Above them, in the canopy, brightly-coloured rosellas and huge,
white cockatoos flew, screaming, among the grey branches of the
rustling gum trees. Cicadas shrilled all around them in a non-stop,
ear-splitting screech. Once, they stopped to watch anxiously as a
small group of emus passed through a distant clearing. Everything
was strange and scary and, as night fell with sub-tropical
swiftness, their journey became harder still. They brought out
their photon projectors to light their way and kept going as fast
as they could, unnerved by the big, hard, flying insects that
battered against them in the dark.
    After two hours of walking like
this, their route crossed a narrow dirt track and Drukk called a
halt. He examined the map and checked the direction finder. Complex
graphics depicting intersecting spheres slowly rotated in its
projection space. Drukk cursed it silently. Why did everything have
to be so complicated? He tried to recall CorpsSchool basic
training, but he had slept and partied his way through most of it
and now it all seemed a bit hazy. He turned a knob marked "Azimuth'
and the graphic twirled and settled into a new cryptic
configuration. He was just deciding whether he should admit to
Braxx that he didn't have a clue, or whether to bluff it out and
hope for the best, when one of the Vinggans shouted, "Look!"
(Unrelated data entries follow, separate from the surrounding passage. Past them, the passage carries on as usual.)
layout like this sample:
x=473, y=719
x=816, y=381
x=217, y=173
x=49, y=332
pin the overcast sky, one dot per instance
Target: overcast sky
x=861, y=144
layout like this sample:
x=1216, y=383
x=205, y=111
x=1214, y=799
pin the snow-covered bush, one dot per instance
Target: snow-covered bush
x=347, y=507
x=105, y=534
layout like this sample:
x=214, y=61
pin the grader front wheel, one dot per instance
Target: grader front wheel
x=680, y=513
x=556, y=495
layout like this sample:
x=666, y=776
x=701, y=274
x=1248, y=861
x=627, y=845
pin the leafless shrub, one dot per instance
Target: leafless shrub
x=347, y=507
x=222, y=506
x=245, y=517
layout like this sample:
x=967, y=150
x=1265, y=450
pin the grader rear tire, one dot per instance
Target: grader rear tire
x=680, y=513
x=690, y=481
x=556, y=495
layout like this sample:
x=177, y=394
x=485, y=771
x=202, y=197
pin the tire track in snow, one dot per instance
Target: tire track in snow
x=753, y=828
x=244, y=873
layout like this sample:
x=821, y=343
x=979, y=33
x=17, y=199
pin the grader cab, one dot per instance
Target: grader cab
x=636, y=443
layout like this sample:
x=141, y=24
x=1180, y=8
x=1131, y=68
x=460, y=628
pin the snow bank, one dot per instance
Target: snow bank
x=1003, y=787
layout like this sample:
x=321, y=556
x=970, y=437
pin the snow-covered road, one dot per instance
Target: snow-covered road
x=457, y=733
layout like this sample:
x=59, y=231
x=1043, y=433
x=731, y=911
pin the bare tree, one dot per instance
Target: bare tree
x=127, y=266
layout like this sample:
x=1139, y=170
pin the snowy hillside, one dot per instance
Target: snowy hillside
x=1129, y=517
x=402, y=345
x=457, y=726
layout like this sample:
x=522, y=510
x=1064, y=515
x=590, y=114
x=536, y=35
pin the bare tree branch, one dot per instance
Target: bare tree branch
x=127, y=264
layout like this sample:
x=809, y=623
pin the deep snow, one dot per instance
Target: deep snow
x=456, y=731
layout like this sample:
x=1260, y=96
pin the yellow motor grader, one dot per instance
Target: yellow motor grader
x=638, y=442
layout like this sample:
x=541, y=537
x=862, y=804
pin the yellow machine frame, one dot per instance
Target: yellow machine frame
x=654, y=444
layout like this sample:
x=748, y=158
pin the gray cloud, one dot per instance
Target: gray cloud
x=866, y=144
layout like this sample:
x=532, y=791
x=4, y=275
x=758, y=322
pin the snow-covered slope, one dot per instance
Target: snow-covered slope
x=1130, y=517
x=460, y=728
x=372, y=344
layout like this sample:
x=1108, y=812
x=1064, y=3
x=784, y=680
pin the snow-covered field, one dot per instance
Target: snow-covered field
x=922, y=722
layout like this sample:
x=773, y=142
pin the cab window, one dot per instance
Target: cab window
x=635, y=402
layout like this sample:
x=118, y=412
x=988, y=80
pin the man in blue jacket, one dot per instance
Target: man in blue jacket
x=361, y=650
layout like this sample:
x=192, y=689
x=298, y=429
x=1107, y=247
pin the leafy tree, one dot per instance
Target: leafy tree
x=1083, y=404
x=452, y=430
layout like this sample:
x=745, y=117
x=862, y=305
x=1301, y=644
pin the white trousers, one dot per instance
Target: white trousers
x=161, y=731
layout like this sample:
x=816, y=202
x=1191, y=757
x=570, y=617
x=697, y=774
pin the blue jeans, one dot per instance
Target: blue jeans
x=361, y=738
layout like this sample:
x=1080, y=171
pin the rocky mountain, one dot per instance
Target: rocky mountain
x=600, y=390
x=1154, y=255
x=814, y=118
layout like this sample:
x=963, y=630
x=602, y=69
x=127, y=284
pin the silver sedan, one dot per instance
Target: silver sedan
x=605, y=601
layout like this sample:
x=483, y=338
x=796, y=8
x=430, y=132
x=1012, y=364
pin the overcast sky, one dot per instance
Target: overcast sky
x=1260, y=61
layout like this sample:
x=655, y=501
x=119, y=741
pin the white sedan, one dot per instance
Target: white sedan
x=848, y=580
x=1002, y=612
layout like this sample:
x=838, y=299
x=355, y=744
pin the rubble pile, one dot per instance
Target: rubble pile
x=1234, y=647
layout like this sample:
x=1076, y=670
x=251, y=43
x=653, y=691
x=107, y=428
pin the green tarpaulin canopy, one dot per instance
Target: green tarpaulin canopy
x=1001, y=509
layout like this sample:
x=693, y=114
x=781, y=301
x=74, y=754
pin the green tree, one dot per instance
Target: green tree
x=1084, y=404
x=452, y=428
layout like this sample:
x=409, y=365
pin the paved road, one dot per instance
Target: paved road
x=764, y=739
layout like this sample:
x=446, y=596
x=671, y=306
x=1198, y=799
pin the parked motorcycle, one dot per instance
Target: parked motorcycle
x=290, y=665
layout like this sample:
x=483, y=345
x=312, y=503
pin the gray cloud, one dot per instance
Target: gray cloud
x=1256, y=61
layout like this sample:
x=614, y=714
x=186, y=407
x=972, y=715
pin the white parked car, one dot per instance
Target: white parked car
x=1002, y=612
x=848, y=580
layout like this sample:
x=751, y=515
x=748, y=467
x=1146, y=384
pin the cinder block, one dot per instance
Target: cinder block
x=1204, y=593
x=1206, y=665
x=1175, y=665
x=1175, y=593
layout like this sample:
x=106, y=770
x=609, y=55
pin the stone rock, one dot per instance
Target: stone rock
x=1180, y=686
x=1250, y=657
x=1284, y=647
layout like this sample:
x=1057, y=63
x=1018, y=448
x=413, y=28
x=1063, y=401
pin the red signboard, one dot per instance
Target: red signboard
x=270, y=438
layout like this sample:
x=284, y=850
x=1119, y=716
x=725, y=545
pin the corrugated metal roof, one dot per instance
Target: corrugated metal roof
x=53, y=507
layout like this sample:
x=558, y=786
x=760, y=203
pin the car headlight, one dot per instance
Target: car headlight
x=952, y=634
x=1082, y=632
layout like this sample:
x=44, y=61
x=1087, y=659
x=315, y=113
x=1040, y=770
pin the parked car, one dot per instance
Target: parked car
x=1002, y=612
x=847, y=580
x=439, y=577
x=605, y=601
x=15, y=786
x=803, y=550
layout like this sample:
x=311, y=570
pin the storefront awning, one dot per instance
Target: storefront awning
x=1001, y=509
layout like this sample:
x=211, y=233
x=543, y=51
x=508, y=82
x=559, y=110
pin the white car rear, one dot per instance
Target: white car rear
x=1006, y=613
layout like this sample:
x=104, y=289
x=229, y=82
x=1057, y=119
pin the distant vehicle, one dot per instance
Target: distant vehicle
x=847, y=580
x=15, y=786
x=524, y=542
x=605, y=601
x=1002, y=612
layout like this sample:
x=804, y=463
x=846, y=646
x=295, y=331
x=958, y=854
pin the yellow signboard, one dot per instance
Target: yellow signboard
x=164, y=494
    Bouncing towards them out of the
dark was a pair of lights.
    "What are they?" Braxx asked in a
nervous whisper.
    "How in the Commune would I know?"
Drukk snapped, also whispering. They could hear now a growling,
clanking noise coming from the same direction.
    "Machines?" asked Braxx.
    "Just one," Drukk said, noticing
how the lights bounced in perfect unison. "Coming along the
ground."
    "Killer robots!" someone squealed
in alarm. "They've sent killer robots after us!"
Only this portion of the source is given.